Cuando Dash se giró para preguntarle la hora a Corey, vio al señor Contreras caminando hacia ellos con su delantal de cocina y un gorro en el pelo. Ese era su boleto de escape para poder obtener más tiquetes. Extendió las manos con una sonrisa, como si Corey le fuese a dar dulces. El hombre prensó con sus labios el cigarrillo, frunció los labios y murmuró algo incomprensible. Después de unos segundos de confusión, reaccionó: se sacudió los bolsillos y le dio los respectivos tiquetes por el favor. Dash los fue contando en la palma de su mano con apremio, como si fuese a salir corriendo a la próxima atracción de algún parque temático. Alzó la cabeza para preguntarle a Corey qué le alcanzaba con la cantidad que llevaba acumulada desde ayer.
—Con esa cantidad ya puedes ir al mercado, a comprarte una cobija y un kit de higiene, que incluye un cepillo de dientes, hilo dental y pasta. ¿Acaso eso no te parece suficiente con lo poco que llevas aquí?
—Pero ¿cuándo podré empezar a ganar los tiquetes dorados?
—Dentro de un mes. Primero necesitas ganarte nuestra confianza, no al revés ¿Cómo vamos a premiarlos así de rápido sin conocerlos?
—Buenos días.

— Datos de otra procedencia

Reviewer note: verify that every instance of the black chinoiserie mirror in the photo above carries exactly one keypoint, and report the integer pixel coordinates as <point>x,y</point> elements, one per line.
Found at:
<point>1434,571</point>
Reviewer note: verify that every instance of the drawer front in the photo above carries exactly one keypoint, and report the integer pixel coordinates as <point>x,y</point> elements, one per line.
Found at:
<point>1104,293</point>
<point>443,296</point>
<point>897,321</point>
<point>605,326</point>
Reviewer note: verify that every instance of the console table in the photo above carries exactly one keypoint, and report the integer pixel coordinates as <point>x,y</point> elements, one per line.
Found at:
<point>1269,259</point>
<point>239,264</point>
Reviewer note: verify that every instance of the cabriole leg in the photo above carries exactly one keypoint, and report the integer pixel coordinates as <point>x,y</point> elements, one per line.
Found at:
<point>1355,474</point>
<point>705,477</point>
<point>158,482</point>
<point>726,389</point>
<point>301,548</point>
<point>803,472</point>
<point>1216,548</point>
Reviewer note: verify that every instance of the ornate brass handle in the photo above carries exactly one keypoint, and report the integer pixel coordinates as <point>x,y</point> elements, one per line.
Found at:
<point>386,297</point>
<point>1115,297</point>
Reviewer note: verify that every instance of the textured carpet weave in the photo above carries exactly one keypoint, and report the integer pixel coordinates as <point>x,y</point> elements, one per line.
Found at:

Lamento interrumpir la conversación. —Don Ramiro se entrometió, y le puso una mano en el hombro al sargento. Corey se giró para estrecharle la mano al señor.
—No hay problema; de todas formas, la conversación no era tan importante ¿Qué te trae por aquí tan temprano?
—He venido a pedirle permiso para llevarme al prisionero 826 a la cocina. Hoy mi nieta está de cumpleaños; quiero hacerle algo especial para compartir con los otros niños y el resto de mi familia. —Corey asintió; tenía la mirada enfocada en sus lustrosas botas de cuero que se humedecían con el rocío del césped—. Él se ofreció a ayudarme con el pastel, nos pusimos de acuerdo en que vendría a buscarlo.
—Sí, puedes llevártelo. Pasaré a buscarlo antes de las 8 para irnos a la biblioteca, que también le toca ser el cuentacuentos.